Sir Tim Berners-Lee speaks out on data ownership by Alex Hern.
From the post:
The data we create about ourselves should be owned by each of us, not by the large companies that harvest it, the Tim Berners-Lee, the inventor of the world wide web, said today.
Berners-Lee told the IPExpo Europe in London’s Excel Centre that the potential of big data will be wasted as its current owners use it to serve ever more “queasy” targeted advertising.
…
Berners-Lee, who wrote the first memo detailing the idea of the world wide web 25 years ago this year, while working for physics lab Cern in Switzerland, told the conference that the value of “merging” data was under-appreciated in many areas.
Speaking to public data providers, he said: “I’m not interested in your data; I’m interested in merging your data with other data. Your data will never be as exciting as what I can merge it with.

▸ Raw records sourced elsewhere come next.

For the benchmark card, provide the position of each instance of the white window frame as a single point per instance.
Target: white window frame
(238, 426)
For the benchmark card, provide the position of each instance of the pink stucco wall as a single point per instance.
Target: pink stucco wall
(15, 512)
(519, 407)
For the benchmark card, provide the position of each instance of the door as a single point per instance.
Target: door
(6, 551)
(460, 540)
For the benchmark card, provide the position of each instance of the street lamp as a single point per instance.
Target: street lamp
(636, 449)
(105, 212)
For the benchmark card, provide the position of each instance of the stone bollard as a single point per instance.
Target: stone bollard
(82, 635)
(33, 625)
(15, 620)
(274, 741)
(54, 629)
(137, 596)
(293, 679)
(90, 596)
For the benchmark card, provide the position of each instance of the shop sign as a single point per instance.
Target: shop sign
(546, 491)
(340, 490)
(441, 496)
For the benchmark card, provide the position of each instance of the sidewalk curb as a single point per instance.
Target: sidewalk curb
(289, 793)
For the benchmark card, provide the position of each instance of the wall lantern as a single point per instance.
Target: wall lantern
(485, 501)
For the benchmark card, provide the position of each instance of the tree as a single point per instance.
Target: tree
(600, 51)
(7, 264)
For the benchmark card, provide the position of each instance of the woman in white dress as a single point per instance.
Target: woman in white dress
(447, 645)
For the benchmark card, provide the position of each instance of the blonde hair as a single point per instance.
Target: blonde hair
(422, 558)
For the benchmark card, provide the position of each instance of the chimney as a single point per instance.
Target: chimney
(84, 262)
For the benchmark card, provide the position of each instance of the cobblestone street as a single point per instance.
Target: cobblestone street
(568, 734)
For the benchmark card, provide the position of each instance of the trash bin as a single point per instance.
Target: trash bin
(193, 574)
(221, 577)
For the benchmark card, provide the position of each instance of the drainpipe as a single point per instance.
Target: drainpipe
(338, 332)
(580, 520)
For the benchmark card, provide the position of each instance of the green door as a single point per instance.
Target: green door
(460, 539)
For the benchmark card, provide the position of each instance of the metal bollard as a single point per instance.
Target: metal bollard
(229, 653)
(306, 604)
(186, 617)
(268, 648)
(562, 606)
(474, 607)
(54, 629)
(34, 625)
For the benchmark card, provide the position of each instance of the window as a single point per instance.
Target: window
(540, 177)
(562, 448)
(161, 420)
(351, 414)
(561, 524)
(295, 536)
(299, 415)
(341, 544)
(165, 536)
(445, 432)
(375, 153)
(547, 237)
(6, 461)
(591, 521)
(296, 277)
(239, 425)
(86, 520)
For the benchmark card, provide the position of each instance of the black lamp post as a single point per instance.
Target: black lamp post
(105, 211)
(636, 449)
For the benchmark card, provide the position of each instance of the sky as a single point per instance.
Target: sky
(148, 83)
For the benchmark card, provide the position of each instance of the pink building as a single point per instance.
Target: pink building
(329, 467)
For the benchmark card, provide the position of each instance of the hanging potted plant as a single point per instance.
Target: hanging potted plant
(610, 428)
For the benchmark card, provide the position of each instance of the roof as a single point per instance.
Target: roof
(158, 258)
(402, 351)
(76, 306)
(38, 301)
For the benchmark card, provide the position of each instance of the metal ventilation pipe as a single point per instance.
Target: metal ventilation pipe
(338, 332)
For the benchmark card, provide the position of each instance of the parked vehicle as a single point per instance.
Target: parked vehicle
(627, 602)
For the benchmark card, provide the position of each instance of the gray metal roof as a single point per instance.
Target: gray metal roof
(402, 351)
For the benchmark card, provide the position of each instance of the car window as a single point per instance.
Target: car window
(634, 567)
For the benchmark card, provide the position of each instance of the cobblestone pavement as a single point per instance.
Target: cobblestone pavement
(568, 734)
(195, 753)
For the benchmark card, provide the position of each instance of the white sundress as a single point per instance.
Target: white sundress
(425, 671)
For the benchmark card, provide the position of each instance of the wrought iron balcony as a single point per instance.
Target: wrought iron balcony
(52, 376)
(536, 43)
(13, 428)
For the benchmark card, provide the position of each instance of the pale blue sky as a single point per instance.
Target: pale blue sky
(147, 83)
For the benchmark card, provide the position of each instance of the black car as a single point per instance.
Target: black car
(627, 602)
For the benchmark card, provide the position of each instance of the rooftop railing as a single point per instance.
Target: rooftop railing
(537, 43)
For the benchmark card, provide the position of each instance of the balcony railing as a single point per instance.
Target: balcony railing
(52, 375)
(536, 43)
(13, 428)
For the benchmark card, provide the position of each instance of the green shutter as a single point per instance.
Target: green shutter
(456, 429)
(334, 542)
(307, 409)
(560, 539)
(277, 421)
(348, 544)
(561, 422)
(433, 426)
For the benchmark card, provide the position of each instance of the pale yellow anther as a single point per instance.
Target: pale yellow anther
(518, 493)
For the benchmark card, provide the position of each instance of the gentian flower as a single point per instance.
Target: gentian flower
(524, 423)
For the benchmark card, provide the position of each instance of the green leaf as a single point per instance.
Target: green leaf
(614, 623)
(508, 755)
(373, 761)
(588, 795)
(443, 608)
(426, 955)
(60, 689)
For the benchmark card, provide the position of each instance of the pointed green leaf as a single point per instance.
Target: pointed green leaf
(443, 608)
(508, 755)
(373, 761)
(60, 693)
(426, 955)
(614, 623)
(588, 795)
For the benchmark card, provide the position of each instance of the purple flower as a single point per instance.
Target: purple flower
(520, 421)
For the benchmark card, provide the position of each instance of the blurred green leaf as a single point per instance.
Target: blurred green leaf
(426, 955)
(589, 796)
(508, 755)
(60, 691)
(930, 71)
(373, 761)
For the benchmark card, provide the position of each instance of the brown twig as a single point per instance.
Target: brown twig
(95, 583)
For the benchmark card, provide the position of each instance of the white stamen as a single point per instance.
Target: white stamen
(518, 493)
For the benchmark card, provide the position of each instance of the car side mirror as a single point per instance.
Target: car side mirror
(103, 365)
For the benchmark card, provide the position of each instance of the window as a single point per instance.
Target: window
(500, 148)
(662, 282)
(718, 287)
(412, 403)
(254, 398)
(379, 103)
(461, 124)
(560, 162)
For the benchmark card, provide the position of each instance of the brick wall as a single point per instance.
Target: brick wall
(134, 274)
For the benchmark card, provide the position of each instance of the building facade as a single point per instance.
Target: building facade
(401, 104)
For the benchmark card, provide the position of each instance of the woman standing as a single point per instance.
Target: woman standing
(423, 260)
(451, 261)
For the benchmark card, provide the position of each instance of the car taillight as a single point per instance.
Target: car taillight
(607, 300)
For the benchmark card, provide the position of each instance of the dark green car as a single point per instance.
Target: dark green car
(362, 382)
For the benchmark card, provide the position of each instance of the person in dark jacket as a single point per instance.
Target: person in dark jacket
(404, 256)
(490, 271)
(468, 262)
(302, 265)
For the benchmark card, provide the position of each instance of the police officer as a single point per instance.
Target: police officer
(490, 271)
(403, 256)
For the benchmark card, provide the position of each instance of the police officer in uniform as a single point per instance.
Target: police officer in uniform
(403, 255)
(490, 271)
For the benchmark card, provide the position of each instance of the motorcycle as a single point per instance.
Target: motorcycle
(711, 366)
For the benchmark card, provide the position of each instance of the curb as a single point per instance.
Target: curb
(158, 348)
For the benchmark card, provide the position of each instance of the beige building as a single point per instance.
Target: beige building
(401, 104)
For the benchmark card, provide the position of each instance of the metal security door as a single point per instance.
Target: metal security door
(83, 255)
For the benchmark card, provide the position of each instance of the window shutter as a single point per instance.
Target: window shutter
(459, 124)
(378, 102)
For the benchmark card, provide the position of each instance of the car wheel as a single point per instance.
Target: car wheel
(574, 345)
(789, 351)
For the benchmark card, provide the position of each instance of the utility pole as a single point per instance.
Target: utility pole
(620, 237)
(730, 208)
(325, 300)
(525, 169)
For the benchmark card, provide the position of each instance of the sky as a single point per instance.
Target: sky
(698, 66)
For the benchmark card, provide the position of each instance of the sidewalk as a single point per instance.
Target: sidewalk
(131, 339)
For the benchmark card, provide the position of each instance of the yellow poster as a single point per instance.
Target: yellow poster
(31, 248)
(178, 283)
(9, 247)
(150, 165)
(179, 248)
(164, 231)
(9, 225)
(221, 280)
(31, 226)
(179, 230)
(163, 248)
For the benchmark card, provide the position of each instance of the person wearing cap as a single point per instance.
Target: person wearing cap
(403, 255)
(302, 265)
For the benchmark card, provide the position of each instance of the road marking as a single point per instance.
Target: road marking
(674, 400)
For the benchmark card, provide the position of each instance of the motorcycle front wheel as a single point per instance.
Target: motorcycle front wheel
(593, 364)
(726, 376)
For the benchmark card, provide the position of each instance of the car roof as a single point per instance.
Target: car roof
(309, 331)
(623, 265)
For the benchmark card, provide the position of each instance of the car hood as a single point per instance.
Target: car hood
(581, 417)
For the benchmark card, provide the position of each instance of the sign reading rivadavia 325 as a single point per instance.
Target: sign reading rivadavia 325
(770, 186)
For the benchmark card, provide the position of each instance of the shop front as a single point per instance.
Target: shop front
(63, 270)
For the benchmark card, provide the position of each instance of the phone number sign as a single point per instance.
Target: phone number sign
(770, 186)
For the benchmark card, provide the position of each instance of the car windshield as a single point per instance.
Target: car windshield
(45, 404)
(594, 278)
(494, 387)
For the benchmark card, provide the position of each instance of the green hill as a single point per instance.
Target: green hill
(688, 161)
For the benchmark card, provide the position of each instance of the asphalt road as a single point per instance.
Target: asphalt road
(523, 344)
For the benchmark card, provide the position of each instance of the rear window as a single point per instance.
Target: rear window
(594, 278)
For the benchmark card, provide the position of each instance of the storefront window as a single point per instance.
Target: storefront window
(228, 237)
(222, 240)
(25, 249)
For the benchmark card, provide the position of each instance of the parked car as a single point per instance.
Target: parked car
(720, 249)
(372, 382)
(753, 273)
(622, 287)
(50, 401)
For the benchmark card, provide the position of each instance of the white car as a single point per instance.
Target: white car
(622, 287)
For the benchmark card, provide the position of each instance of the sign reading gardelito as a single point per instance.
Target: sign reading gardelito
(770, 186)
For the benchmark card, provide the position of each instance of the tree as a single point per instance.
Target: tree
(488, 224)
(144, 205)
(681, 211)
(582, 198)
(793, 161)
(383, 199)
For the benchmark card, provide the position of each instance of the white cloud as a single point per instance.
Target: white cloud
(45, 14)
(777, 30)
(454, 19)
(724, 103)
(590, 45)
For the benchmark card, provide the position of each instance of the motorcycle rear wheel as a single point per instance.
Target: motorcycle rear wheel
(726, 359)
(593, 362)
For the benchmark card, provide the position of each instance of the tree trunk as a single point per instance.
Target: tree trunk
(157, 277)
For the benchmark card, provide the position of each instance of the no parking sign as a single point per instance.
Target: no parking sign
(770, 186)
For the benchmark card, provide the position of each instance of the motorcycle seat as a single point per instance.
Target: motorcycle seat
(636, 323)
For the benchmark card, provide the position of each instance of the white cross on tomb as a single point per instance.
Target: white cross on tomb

No disagreement with: …the value of “merging” data was under-appreciated in many areas. 😉
Considerable disagreement on how best to accomplish that merging but will be an empirical question when people wake up to the value of “merging” data.
Berners-Lee may be right about who “should” own data about ourselves, but that isn’t in fact who owns it now. Changing property laws means taking rights away from those with them under the current regime and creating new rights for others in a new system. Property laws have changed before but it requires more than slogans and wishful thinking to make it so.